Um das Erz über weite Strecken transportieren zu können, musste es vorher vom tauben Gestein getrennt werden. Die dazu erforderlichen Pochwerke und Erzwäschen benötigten einen mehr oder weniger regelmäßigen Zufluss an Oberflächenwasser zum Antreiben der technischen Anlagen. Am steilen Südabhang des Gebirges sind die Bäche zwar gefällereich, haben aber nur ein kleines Einzugsgebiet und damit eine sehr veränderliche Wasserführung. Der Kammbereich hingegen ist weitgehend flach, von Natur aus moorig, aber nur von wenigen natürlichen Wasserläufen durchzogen. Erst weiter nördlich sammelt sich das abfließende Wasser in Bächen. Heerwasser, Pfarrwasser, Kalter Brunnen und Erdbach fließen bei Geising zusammen und bilden von dort aus, gemeinsam mit dem von Altenberg zuströmenden Schwarzwasser, das Rote Wasser (mitunter auch Rote Müglitz genannt). Die eigentliche Müglitz (Weiße Müglitz) entspringt in der ehemaligen Dorflage von Vorderzinnwald, nimmt im weiteren Verlauf den Voitsdorfer Bach auf und schließlich auch den Schwarzbach an der kleinen Talsiedlung Müglitz. In Lauenstein vereinigen sich Rote und Weiße Müglitz.

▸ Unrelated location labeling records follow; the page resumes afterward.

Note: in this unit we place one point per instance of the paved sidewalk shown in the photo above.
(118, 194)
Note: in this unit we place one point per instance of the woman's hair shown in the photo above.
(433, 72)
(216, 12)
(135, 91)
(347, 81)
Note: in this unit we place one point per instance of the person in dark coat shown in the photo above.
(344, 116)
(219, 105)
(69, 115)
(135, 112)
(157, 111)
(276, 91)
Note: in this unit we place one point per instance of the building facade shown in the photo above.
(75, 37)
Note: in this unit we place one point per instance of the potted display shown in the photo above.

In der kleinen Siedlung Müglitz wurde früher das Erz zerkleinert und das taube Material ausgewaschen.

Ab dem 15. Jahrhundert entwickelte sich Geising zunehmend zum regionalen Zentrum der Erzaufbereitung. Material aus Zinnwald, Altenberg und sogar vom Obergraupener Zinnrevier (Mückenberg) wurden hier zerkleinert und von unerwünschten Nebenbestandteilen gereinigt. Um den nötigen Wasserzufluss für den Bergbau zu gewährleisten, legte man einerseits Teiche an (Hüttengrundteich Geising, Langer Teich am "Toten Kind" in Cinovec/Böhmisch Zinnwald), führte andererseits über Gräben Moorwasser aus den Kammlagen zu den Bergbauorten (Aschergraben, bereits seit Mitte des 15. Jahrhunderts).

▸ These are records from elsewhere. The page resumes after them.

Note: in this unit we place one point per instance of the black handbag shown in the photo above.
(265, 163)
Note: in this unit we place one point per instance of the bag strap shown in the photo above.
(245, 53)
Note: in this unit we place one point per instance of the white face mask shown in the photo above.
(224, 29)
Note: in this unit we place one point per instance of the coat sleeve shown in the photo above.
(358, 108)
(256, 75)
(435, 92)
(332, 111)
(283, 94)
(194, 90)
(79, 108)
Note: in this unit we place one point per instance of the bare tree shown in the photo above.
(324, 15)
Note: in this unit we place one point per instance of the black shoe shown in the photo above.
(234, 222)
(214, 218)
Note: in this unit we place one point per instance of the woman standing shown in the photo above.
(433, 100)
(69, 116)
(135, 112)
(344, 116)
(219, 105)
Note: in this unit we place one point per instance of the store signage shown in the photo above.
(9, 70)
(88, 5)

Obwohl einige Gruben am Mückenberg noch bis Mitte des 20. Jahrhunderts, in Cínovec/Böhmisch-Zinnwald bis 1990 in Betrieb waren, nahmen Intensität und wirtschaftliche Bedeutung des Bergbaus bereits im 19. Jahrhundert drastisch ab. Nur noch wenige Menschen aus den Gebirgsdörfern konnten hier ein Zubrot verdienen. Die meisten Dörfler auf dem Erzgebirgskamm waren sehr arm. Etliche Männer arbeiteten nebenher für sehr geringes Entgelt in den gutsherrschaftlichen Wäldern. Vor allem Frauen und Kinder mussten versuchen, das spärliche Familieneinkommen mit Strohhutflechterei aufzubessern. Viele Bewohner waren aber auch gezwungen, Beschäftigung in der aufblühenden Industrie am Erzgebirgsfuß zu suchen.


Blick über den Geierspass ins Böhmische Mittelgebirge

Bereits seit dem Beginn der Besiedlung überquerten alte Handels- und Pilgerpfade auch diesen Teil des Erzgebirgskammes, vor allem über den Pass am Geiersberg/Supí hora (unmittelbar östlich des Mückenberges/Komárí hurka) nach Mariaschein/Bohosudov mit der bekannten Wallfahrtskirche (heute Stadtteil von Krupka/Graupen). Im 17./18. Jahrhundert wurde die "Alte Dresden-Teplitzer Poststraße" genutzt. Sie führte, von Breitenau kommend, über Fürstenwalde, querte an den Schwarzen Wiesen (südwestlich des Haberfeldes) die Grenze nach Böhmen, verlief weiter nach Ebersdorf/Habartice und schließlich über den Geierspass. Der sächsische Kurfürst ließ sie 1725 vermessen und in den Folgejahren mit Meilen- und Halbmeilensäulen sowie Viertelmeilensteinen bestücken (alte Meilensäule noch an der Straße Fürstenwalde - Liebenau). Doch weil der Anstieg am Südabhang des Gebirges hier allzu steil war, verlor der Pass bald seine Bedeutung.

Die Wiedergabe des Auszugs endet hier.